Alors que la toute nouvelle console de salon de Valve dépasse sans souci la barre des 1 000 €, l’industrie et les bidouilleurs sont déjà en train de répliquer. En l’espace de quelques jours, une pluie de Steam Machine à moustache a envahi le marché. Une tendance forte qui prouve une chose : si le hardware officiel est devenu un luxe, le système d’exploitation de Valve, lui, est en train d’occuper les esprits.
La guerre des Steam Machine
On ne va pas se mentir, l’étiquette de 1 039 € affichée par Valve pour sa Steam Machine de base a laissé un goût amer à bon nombre de joueurs. En pleine crise des prix du hardware, ce tarif élitiste a ouvert une brèche géante dans laquelle les constructeurs tiers se sont engouffrés à une vitesse folle. Et le premier à avoir dégainé n’est autre que le revendeur français LDLC avec sa provocante Stim Machine.
Proposée au centime près au même tarif que sa muse, la machine de LDLC a choisi de dépasser Valve sur le terrain de la puissance brute. Exit les puces semi-custom bridées pour tenir dans un format lilliputien. La Stim Machine embarque un processeur AMD Ryzen 5 8400F épaulé par une carte graphique de nouvelle génération, la Radeon RX 9060 XT. Le résultat est sans appel : selon les tests de Gamers Nexus, ce clone délivre jusqu’à 70 % de performances supplémentaires.

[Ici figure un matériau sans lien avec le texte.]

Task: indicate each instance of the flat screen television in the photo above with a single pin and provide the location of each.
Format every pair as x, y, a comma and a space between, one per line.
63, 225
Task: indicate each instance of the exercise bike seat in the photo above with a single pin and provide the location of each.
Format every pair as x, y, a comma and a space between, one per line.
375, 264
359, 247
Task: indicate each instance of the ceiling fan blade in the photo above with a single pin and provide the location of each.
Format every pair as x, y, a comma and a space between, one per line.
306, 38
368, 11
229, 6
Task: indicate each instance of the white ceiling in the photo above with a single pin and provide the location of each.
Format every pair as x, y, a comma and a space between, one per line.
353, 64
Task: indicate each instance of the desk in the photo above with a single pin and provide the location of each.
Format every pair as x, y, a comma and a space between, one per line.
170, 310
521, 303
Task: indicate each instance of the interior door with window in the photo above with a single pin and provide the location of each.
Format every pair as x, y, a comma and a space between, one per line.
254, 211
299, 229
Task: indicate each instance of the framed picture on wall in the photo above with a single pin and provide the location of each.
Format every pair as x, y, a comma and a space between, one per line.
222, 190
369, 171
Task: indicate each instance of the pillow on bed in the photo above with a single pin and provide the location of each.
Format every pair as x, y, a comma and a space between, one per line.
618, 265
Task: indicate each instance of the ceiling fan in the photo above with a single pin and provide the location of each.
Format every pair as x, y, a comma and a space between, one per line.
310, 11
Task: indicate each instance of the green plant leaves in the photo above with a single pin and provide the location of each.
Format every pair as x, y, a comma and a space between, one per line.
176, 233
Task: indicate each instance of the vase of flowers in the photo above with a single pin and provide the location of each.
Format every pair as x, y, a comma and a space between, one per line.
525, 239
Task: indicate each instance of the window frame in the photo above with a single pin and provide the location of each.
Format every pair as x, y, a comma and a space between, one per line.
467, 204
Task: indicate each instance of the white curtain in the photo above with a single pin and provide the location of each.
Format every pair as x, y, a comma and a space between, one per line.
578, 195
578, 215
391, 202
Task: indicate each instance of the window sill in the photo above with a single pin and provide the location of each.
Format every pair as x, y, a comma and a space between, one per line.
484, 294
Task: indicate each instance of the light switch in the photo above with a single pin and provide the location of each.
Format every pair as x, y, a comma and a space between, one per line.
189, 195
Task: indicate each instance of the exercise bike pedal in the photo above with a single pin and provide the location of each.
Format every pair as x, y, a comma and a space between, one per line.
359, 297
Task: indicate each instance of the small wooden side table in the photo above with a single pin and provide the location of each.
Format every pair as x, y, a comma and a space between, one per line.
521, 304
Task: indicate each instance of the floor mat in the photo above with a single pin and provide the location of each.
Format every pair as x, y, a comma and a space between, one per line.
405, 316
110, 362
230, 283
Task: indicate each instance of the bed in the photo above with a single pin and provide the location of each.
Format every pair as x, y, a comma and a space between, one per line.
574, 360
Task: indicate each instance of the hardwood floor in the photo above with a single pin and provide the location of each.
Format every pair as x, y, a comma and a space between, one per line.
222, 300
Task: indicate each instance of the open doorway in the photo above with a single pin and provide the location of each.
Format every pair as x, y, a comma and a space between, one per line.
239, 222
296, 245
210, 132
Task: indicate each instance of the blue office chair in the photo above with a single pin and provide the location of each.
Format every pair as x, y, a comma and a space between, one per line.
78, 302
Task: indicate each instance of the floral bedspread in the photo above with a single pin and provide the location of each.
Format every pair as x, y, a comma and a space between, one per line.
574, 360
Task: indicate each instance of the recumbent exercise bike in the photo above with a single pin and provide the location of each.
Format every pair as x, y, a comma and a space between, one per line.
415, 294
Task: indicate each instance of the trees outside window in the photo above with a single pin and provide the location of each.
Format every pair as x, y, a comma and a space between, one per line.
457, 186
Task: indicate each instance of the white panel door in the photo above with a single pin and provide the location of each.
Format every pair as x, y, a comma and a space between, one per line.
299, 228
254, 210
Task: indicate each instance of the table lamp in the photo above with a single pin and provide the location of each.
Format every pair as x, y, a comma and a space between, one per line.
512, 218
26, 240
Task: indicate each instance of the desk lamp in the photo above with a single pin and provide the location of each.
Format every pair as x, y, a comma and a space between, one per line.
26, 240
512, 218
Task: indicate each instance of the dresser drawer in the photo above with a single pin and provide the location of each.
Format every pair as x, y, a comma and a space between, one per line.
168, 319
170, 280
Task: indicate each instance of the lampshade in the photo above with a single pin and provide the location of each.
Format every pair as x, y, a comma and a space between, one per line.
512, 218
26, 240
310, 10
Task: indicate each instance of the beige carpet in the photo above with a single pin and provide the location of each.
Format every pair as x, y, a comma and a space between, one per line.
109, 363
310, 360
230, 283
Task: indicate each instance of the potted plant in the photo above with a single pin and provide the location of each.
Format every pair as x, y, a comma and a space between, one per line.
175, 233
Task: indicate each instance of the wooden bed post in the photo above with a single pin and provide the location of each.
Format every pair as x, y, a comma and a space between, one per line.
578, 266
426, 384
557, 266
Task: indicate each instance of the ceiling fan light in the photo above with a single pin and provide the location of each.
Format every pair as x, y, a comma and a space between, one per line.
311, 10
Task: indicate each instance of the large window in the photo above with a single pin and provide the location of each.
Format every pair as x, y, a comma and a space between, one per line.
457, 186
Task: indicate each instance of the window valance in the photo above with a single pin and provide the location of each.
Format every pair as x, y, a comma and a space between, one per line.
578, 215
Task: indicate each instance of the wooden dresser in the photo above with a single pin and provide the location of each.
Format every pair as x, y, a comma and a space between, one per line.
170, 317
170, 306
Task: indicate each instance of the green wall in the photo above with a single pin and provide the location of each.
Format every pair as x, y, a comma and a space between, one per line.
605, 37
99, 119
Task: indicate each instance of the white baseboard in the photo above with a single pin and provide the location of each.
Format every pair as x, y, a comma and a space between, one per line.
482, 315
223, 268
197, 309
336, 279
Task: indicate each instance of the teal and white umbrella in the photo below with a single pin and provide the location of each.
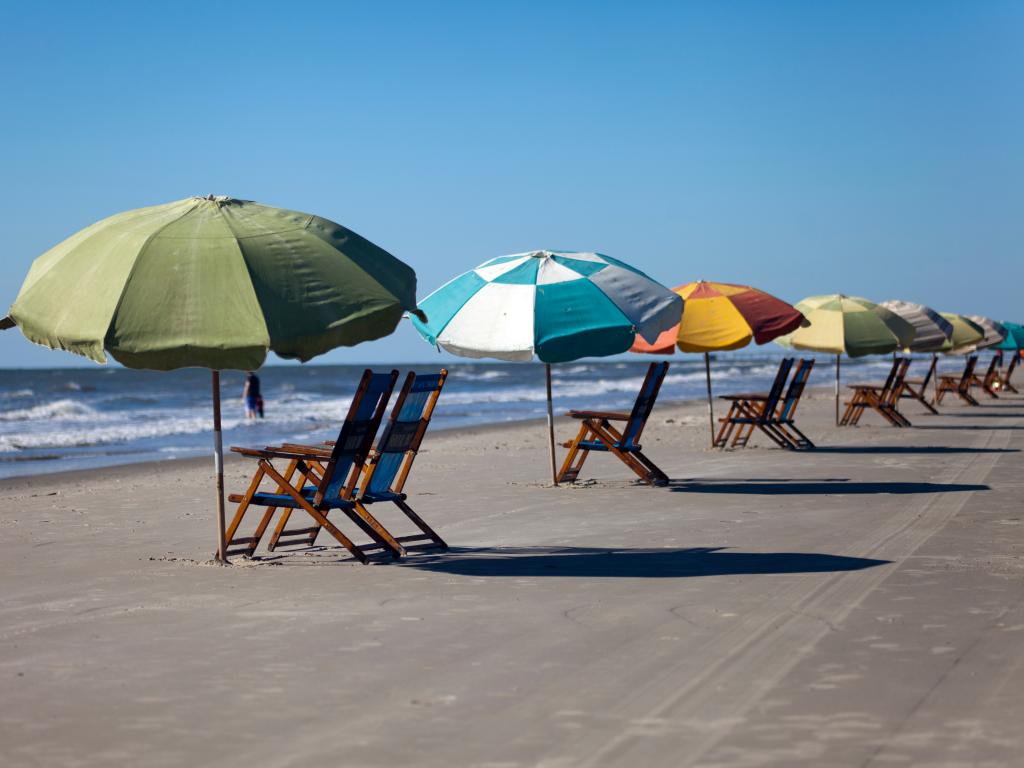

Évidemment, il y a un revers à la médaille. Le boîtier est bien plus volumineux et fait totalement l’impasse sur la technologie HDMI CEC. Impossible donc d’allumer sa TV d’un simple clic sur la manette. Un comble pour une expérience de salon, ce qui explique sans doute pourquoi l’appareil est déjà devenu de l’histoire ancienne chez le revendeur.
Mais la foire aux clones ne s’arrête pas là. Tel une armoire normande, Meta PC a lancé son Steamroller, un ordinateur qui assume totalement ses mensurations de déménageur (38 cm de long) mais qui tourne nativement sous le système de Valve, offrant l’avantage d’être entièrement réparable et évolutif.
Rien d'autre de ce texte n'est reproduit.